Pengembangan energi hidrogen di Indonesia saat ini belum diatur secara spesifik melalui regulasi tersendiri. Namun, kerangka hukum yang telah ada memberikan dasar yang cukup kuat untuk mendorong inisiatif dan investasi di sektor ini. Hidrogen, khususnya hidrogen hijau yang dihasilkan dari sumber energi terbarukan, secara prinsip telah termasuk dalam kategori energi baru dan terbarukan sebagaimana dimaksud dalam berbagai peraturan perundang-undangan nasional.

Undang-Undang Nomor 30 Tahun 2007 tentang Energi (UU Energi) menjadi landasan utama yang menetapkan arah kebijakan energi nasional. Tujuan pengelolaan energi di Indonesia, sebagaimana diatur dalam Pasal 3 UU energi adalah untuk mendukung pembangunan nasional yang berkelanjutan dan memperkuat ketahanan energi, baik di dalam maupun di luar negeri. Hal ini turut ditegaskan melalui Pasal 4 ayat (1) dan (2), bahwa:

  1. Sumber daya energi fosil, panas bumi, hidro skala besar, dan sumber energi nuklir dikuasasi oleh negara dan dimanfaatkan untuk sebesar-besarnya kemakmuran rakyat;
  2. Sumber daya energi baru dan sumber daya energi terbarukan diatur oleh negara dan dimanfaatkan untuk sebesar-besarnya kemakmuran rakyat.

Pasal 4 UU Energi menegaskan bahwa seluruh sumber daya energi, baik yang bersifat konvensional seperti fosil dan nuklir, maupun yang tergolong energi baru dan terbarukan dikuasai dan diatur oleh negara untuk sebesar-besarnya kemakmuran rakyat. Prinsip ini menjadi dasar legal bagi pemerintah dalam mengelola dan mengembangkan seluruh jenis energi, termasuk hidrogen, sebagai bagian dari strategi nasional menuju ketahanan dan kemandirian energi.

Peraturan Pemerintah Nomor 79 Tahun 2014 tentang Kebijakan Energi Nasional (PP 79/2014) memperkuat komitmen tersebut dengan menetapkan target bauran energi nasional. Pemerintah menargetkan kontribusi energi baru dan terbarukan sebesar 23% pada tahun 2025 dan meningkat menjadi 31% pada tahun 2050 sebagaimana termaktub dalam Pasal 9 huruf f angka 1 PP 79/2014. Meskipun hidrogen belum disebut secara eksplisit dalam PP ini, ruang lingkupnya sebagai energi baru memungkinkan pengembangan teknologi hidrogen hijau untuk mendukung pencapaian target tersebut. Dalam hal ini, hidrogen dapat berperan sebagai solusi transisi energi yang bersih dan fleksibel, terutama untuk sektor industri dan transportasi.

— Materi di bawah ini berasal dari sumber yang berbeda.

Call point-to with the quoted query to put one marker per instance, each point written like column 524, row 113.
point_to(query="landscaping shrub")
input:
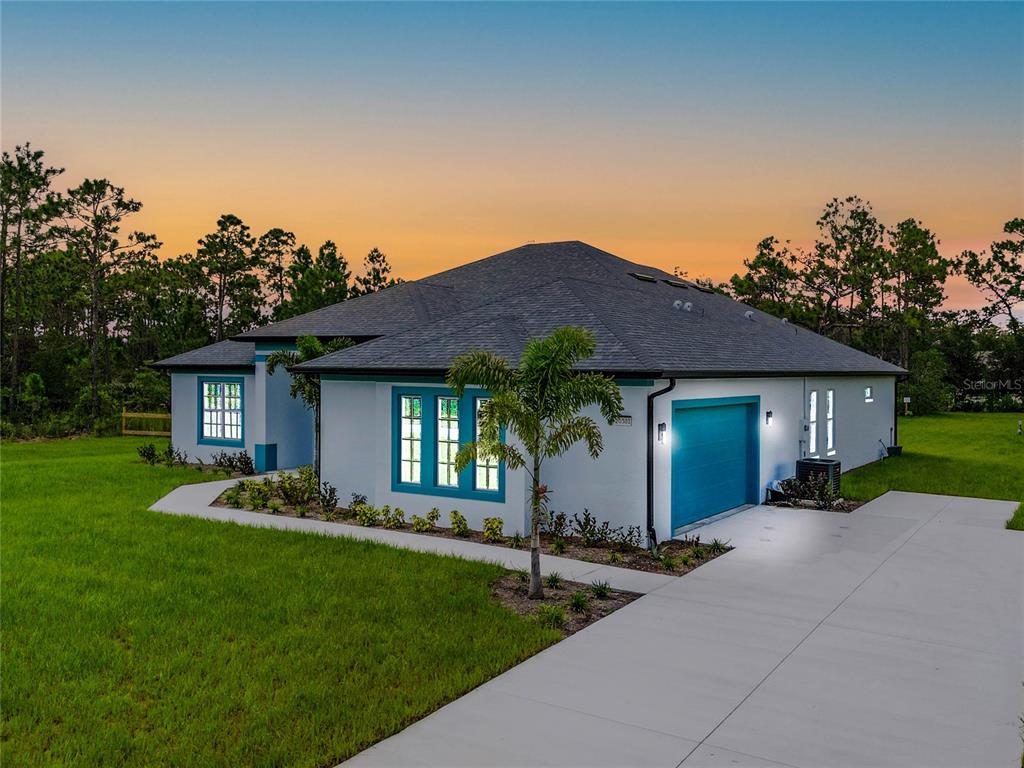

Melalui siaran resminya, Kementerian Energi dan Sumber Daya Mineral (Kementerian ESDM) memaparkan sejumlah keuntungan dari penggunaan hidrogen sebagai bahan bakar kendaraan, yakni:

  1. Pertama, hidrogen adalah sumber energi yang bersih dan tidak menghasilkan emisi saat digunakan, yang membuatnya menjadi pilihan yang baik untuk mengurangi polusi udara. 
  2. Kedua, hidrogen adalah sumber energi yang berlimpah. Ini dapat diproduksi dari berbagai sumber, termasuk air, biomassa, dan gas alam. 
  3. Ketiga, hidrogen dapat disimpan dengan mudah. Ini dapat disimpan dalam bentuk gas cair atau terkompresi, yang membuatnya mudah diangkut dan digunakan.

Penggunaan hidrogen sebagai sumber energi di Indonesia semakin penting untuk diwujudkan secara serius dan berkelanjutan, terutama sejak peluncuran proyek percontohan Hydrogen Refueling Station (HRS) di kawasan Senayan. Teknologi ini menunjukkan efisiensi yang lebih tinggi dibandingkan energi berbasis fosil, menjadikannya alternatif yang lebih ekonomis dan berkelanjutan.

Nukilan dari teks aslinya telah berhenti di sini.